What Comes After FAIRification?

Once your data has been FAIRified, the next step is to determine how to extract value from FAIR data. This involves addressing key questions such as: How can the value of FAIR data be realized? How can the return on investment (ROI) for FAIRification efforts be justified?

FAIR data is the a stepping stone to better know and understand your data.

Why Data Catalogs Often Fail to Deliver Value

Despite their potential, data catalogs frequently fall short of expectations due to several common challenges:

  • Customer-Centricity: It is essential to identify the true users of a data catalog. Who needs it? Were these users actively seeking a catalog, or was the need imposed upon them without their input?
  • Relevance: The information and metadata showcased in the data catalog must be meaningful and useful to its users. Additionally, mechanisms to capture user feedback and suggestions are often missing, leading to a disconnect between the catalog and its audience.
  • Standardization: Different organizational silos often have their own methods for organizing and categorizing data, resulting in inconsistencies that hinder the catalog’s effectiveness.
  • Maintenance: As datasets are added, updated, or removed, the metadata within the catalog may not be consistently updated, leading to outdated or inaccurate information.
  • Integration:
    • Many data catalogs lack the ability to integrate seamlessly with other data management tools and systems.
    • They also often fail to link datasets with other relevant information and knowledge.
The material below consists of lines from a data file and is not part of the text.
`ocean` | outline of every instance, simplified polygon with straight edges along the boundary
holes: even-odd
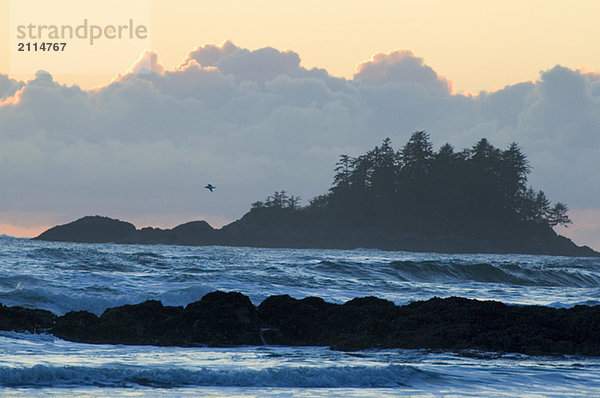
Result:
[[[0,238],[0,302],[56,314],[214,290],[406,304],[600,304],[600,258],[40,242]],[[598,396],[600,357],[327,347],[92,345],[0,331],[4,396]]]

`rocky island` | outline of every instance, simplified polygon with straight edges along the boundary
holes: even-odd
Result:
[[[571,222],[568,208],[527,186],[530,166],[516,143],[501,150],[483,138],[462,151],[450,144],[434,151],[421,131],[401,150],[386,139],[364,155],[342,155],[336,166],[329,192],[308,206],[275,192],[221,229],[205,221],[136,229],[88,216],[35,239],[600,256],[553,230]]]

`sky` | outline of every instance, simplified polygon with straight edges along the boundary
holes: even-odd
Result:
[[[306,203],[340,154],[426,130],[436,147],[518,142],[531,185],[571,209],[560,232],[600,249],[597,1],[154,0],[146,52],[37,75],[12,73],[13,4],[0,234],[88,214],[220,226],[274,190]]]

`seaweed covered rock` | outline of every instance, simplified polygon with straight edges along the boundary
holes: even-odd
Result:
[[[335,307],[319,297],[270,296],[258,307],[264,339],[269,344],[330,345],[327,319]]]
[[[51,329],[56,315],[50,311],[0,304],[0,330],[41,333]]]
[[[479,349],[531,355],[600,355],[600,306],[554,309],[460,297],[396,306],[375,297],[343,305],[273,296],[258,308],[271,344]]]
[[[155,300],[59,317],[53,333],[87,343],[151,345],[260,344],[256,309],[241,293],[213,292],[183,307]]]
[[[271,296],[258,308],[237,292],[205,295],[184,307],[159,301],[56,317],[0,307],[0,330],[51,331],[77,342],[177,346],[312,345],[339,350],[429,348],[600,356],[600,306],[556,309],[461,297],[404,306],[376,297],[344,304]]]
[[[260,345],[256,308],[238,292],[208,293],[188,304],[177,318],[177,327],[190,334],[194,343],[208,345]]]
[[[86,343],[179,345],[183,341],[168,326],[181,312],[183,307],[165,307],[154,300],[109,308],[100,317],[69,312],[58,318],[53,333]]]

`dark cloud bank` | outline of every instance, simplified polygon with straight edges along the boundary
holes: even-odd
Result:
[[[597,74],[555,66],[536,82],[465,96],[410,51],[375,55],[352,80],[305,69],[294,52],[230,42],[195,49],[174,70],[157,58],[146,53],[90,91],[41,72],[26,83],[0,75],[2,222],[224,222],[274,190],[323,193],[338,155],[388,136],[400,147],[417,130],[438,147],[517,141],[534,187],[575,216],[600,214]],[[586,228],[578,243],[600,242],[598,226]]]

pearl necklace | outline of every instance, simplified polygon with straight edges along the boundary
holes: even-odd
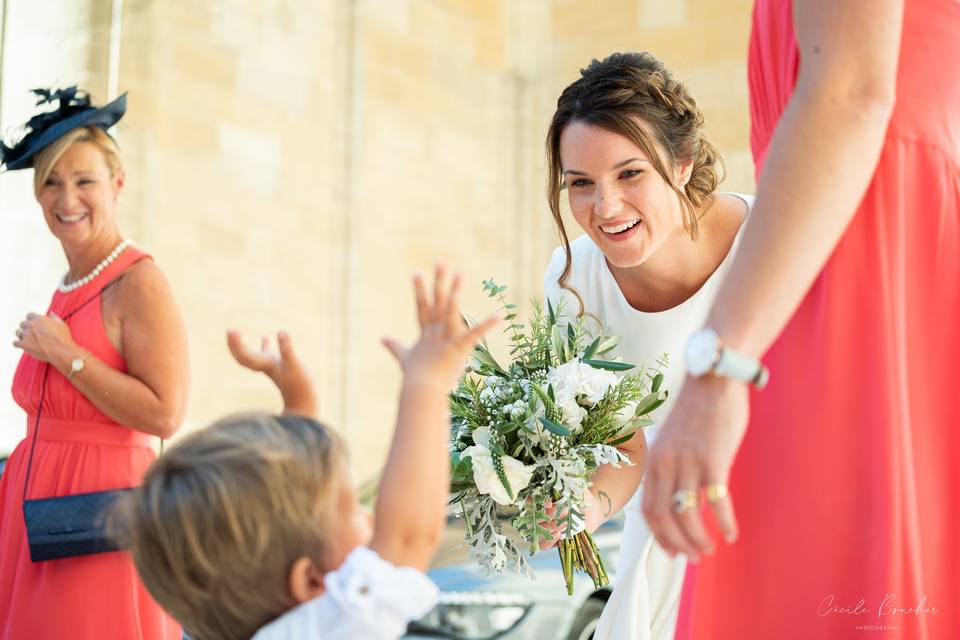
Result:
[[[83,287],[89,284],[94,278],[100,275],[104,269],[109,267],[110,263],[116,260],[117,257],[121,253],[123,253],[124,249],[126,249],[132,244],[133,244],[133,240],[131,240],[130,238],[127,238],[126,240],[118,244],[116,247],[114,247],[113,251],[110,252],[110,255],[108,255],[106,258],[101,260],[100,264],[98,264],[93,268],[93,271],[83,276],[79,280],[74,280],[70,284],[67,284],[67,276],[70,274],[69,273],[63,274],[63,280],[60,281],[60,285],[59,287],[57,287],[60,290],[60,293],[70,293],[71,291],[75,291],[80,287]]]

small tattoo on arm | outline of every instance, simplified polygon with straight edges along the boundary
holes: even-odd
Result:
[[[603,498],[604,500],[607,501],[607,511],[606,513],[603,514],[603,517],[604,518],[609,517],[610,512],[613,511],[613,503],[610,501],[610,496],[607,495],[606,491],[601,491],[600,493],[597,494],[597,497]]]

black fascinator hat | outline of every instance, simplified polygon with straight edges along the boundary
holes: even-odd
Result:
[[[30,118],[24,125],[26,134],[13,146],[0,142],[0,165],[7,171],[29,169],[38,153],[77,127],[100,127],[106,131],[127,110],[127,94],[110,104],[94,107],[90,104],[90,95],[75,86],[57,90],[34,89],[33,93],[37,95],[37,106],[57,102],[58,107]]]

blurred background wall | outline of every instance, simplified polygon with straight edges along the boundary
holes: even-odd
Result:
[[[400,381],[379,338],[416,335],[409,275],[436,260],[457,266],[475,317],[493,310],[483,278],[509,285],[518,303],[540,295],[557,245],[544,134],[591,58],[649,50],[664,60],[706,112],[728,169],[721,188],[752,193],[750,6],[0,0],[0,127],[9,135],[32,115],[34,87],[79,84],[95,104],[129,92],[117,129],[120,223],[186,316],[183,432],[279,409],[266,379],[232,364],[224,330],[258,339],[284,328],[362,480],[383,462]],[[30,174],[0,175],[0,335],[10,341],[65,270]],[[2,454],[25,419],[7,391],[19,351],[0,344]]]

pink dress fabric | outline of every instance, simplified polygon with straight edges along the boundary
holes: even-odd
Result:
[[[791,2],[758,0],[758,169],[799,61]],[[689,566],[678,638],[960,638],[958,64],[960,2],[907,0],[879,166],[765,357],[740,540]]]
[[[64,317],[145,257],[128,248],[92,282],[54,293],[50,311]],[[100,300],[68,324],[79,345],[126,371],[104,330]],[[180,640],[180,627],[142,585],[129,554],[30,561],[22,498],[43,370],[43,363],[24,355],[13,379],[28,433],[0,479],[0,640]],[[52,367],[39,430],[29,498],[136,486],[154,459],[150,436],[112,421]]]

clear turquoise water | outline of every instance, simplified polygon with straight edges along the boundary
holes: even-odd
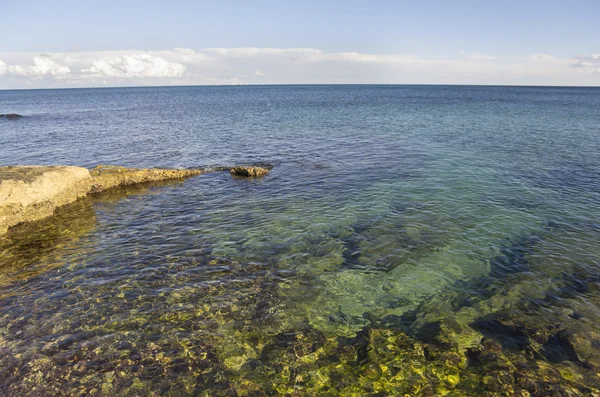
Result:
[[[5,393],[599,387],[600,89],[0,91],[9,112],[26,117],[0,119],[0,165],[275,167],[98,195],[13,230]],[[381,333],[399,350],[375,355]],[[363,339],[367,358],[344,361]]]

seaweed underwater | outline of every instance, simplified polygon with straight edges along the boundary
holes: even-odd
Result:
[[[8,252],[27,257],[27,247],[41,241],[45,249],[33,251],[44,255],[43,262],[59,255],[69,263],[82,254],[73,251],[73,239],[85,240],[94,229],[94,209],[110,208],[109,196],[94,200],[65,208],[46,227],[17,230],[29,240]],[[88,221],[75,222],[80,218],[69,211],[84,211]],[[389,219],[327,236],[340,241],[334,245],[339,250],[356,250],[354,241],[401,229],[378,227],[382,222]],[[73,232],[58,236],[49,232],[52,225]],[[356,256],[342,252],[336,268],[306,272],[298,264],[240,262],[206,248],[142,255],[114,280],[105,279],[100,263],[85,271],[49,266],[27,275],[40,278],[39,290],[27,294],[19,293],[23,280],[3,277],[0,389],[6,395],[210,396],[600,390],[597,230],[550,223],[500,244],[486,276],[457,280],[420,301],[399,296],[392,304],[394,271],[447,244],[423,233],[420,247],[418,238],[407,245],[399,235],[406,256],[395,259],[397,266],[367,271],[347,266]],[[573,244],[581,257],[565,261],[561,249]],[[315,258],[329,251],[317,249]],[[373,263],[363,251],[363,262]],[[4,266],[3,273],[10,269]],[[343,295],[331,295],[332,277],[340,289],[356,280],[387,279],[392,284],[382,291],[388,301],[372,310],[364,310],[364,302],[354,307]]]
[[[277,167],[11,230],[0,395],[600,395],[596,93],[144,90],[7,122],[6,158]]]

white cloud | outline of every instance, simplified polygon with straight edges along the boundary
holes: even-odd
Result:
[[[205,48],[202,50],[212,55],[232,58],[247,58],[256,56],[273,56],[285,54],[319,55],[323,51],[314,48],[257,48],[257,47],[234,47],[234,48]]]
[[[577,59],[577,62],[572,64],[572,67],[592,69],[593,73],[600,73],[600,54],[576,55],[573,58]]]
[[[402,64],[419,61],[420,57],[415,55],[388,55],[388,54],[361,54],[358,52],[334,52],[330,54],[319,54],[311,59],[313,62],[323,60],[335,62],[372,63],[372,64]]]
[[[0,59],[2,88],[248,84],[259,78],[264,84],[600,85],[598,53],[441,57],[248,47],[0,53]]]
[[[35,57],[33,58],[33,65],[29,68],[30,73],[38,76],[51,75],[51,76],[64,76],[71,70],[68,66],[60,65],[50,58]]]
[[[213,59],[278,59],[289,62],[318,63],[348,61],[357,63],[411,62],[419,57],[414,55],[361,54],[358,52],[327,53],[315,48],[205,48],[202,51]]]
[[[594,63],[590,61],[579,61],[573,64],[573,67],[576,68],[591,68],[594,67]]]
[[[571,64],[572,68],[584,70],[593,76],[600,75],[600,54],[576,55],[573,58],[577,62]]]
[[[213,60],[213,58],[208,56],[207,54],[189,48],[175,48],[173,50],[165,51],[149,51],[147,53],[153,56],[168,59],[171,62],[177,62],[184,65],[207,63]]]
[[[68,66],[54,62],[48,57],[37,56],[29,67],[9,66],[8,71],[21,76],[65,76],[71,72]]]
[[[133,54],[95,59],[81,71],[95,76],[120,78],[179,77],[186,67],[150,54]]]
[[[555,59],[552,55],[542,54],[542,53],[531,54],[530,58],[531,59],[539,59],[539,60],[543,60],[543,61],[549,61],[549,60]]]
[[[6,62],[4,62],[3,60],[0,60],[0,76],[2,76],[4,73],[6,73],[7,69],[8,69],[8,66],[6,66]]]

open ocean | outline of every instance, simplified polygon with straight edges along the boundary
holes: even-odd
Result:
[[[600,395],[599,88],[0,91],[11,112],[0,165],[274,168],[12,229],[0,395]]]

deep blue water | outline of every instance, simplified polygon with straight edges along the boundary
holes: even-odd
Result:
[[[538,356],[519,347],[514,360],[597,387],[600,89],[0,91],[0,113],[11,112],[25,117],[0,119],[0,165],[274,165],[258,180],[213,173],[86,199],[43,233],[16,231],[0,266],[0,344],[13,361],[85,352],[94,340],[100,352],[81,356],[111,363],[123,340],[150,349],[208,333],[227,370],[239,370],[234,358],[267,365],[260,343],[240,342],[239,323],[328,338],[385,328],[419,343],[436,324],[466,354],[482,337],[530,337],[511,334],[507,318],[518,318],[548,335],[527,344]],[[208,317],[192,320],[199,312]],[[563,343],[563,331],[598,343]],[[44,350],[65,335],[81,337]],[[158,390],[158,375],[140,379]]]

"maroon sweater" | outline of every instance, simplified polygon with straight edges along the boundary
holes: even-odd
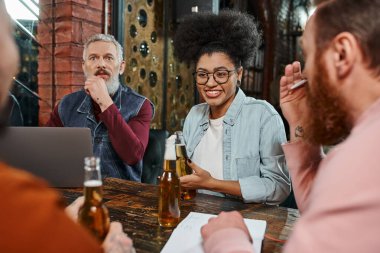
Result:
[[[115,104],[112,104],[104,112],[101,112],[99,105],[93,101],[92,105],[96,120],[102,121],[106,125],[112,146],[119,157],[129,165],[136,164],[141,160],[149,139],[149,127],[153,113],[150,102],[145,100],[139,113],[127,123]],[[58,106],[54,108],[46,126],[63,127]]]

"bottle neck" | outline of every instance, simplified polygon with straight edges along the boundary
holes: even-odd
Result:
[[[175,172],[176,171],[176,160],[165,160],[164,171]]]
[[[176,144],[175,145],[175,154],[177,159],[184,158],[187,159],[186,146],[185,144]]]
[[[84,197],[85,202],[101,203],[103,198],[102,177],[100,174],[100,158],[86,157],[84,159]]]

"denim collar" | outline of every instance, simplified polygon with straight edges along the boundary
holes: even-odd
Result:
[[[231,126],[235,124],[236,118],[238,117],[246,98],[246,95],[244,94],[244,92],[240,88],[237,88],[237,89],[238,89],[238,92],[235,95],[234,101],[232,101],[223,119],[223,122],[225,124],[228,124]],[[208,128],[209,115],[210,115],[210,106],[207,105],[206,110],[204,111],[202,119],[199,124],[199,126],[202,127],[203,130],[207,130]]]

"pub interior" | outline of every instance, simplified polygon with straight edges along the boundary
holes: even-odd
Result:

In reality, data is interconnected, and isolated datasets that do not integrate with others are of limited utility.

To address these challenges, we propose an enhanced set of metadata to complement the existing FAIR metadata framework. This extended metadata set enables the creation of data inventories, catalog and market place.

 

Catalog vs. Inventory vs. Market Place

Data Catalog

A data catalog serves as a customer-facing resource, functioning as a centralized directory that allows users to locate data products available for consumption. It is an enterprise-wide asset that provides a comprehensive reference for the description, location, and usage conditions of any dataset. Only datasets that have been FAIRified are eligible for inclusion, as the application of FAIR metadata is a prerequisite for effective cataloging.

Data Inventory

In contrast, a data inventory is not intended for customer use. It comprises technical information about datasets that is relevant to data management professionals rather than business users. The inventory focuses on aspects such as availability, quality, and completeness of metadata, ultimately indicating whether a data asset is ready to be cataloged.

Data Market Place

A data marketplace is an online platform that enables the exchange of datasets between data providers and consumers. In this environment, data providers can present their datasets, allowing consumers to compare, select, and access the data that meets their needs. Additionally, data marketplaces facilitate transactions and the establishment of data contracts, which outline the rights and responsibilities of both parties involved in the exchange.

 

From knowing to understanding data

What does it mean to “know” data and then to “understand” data?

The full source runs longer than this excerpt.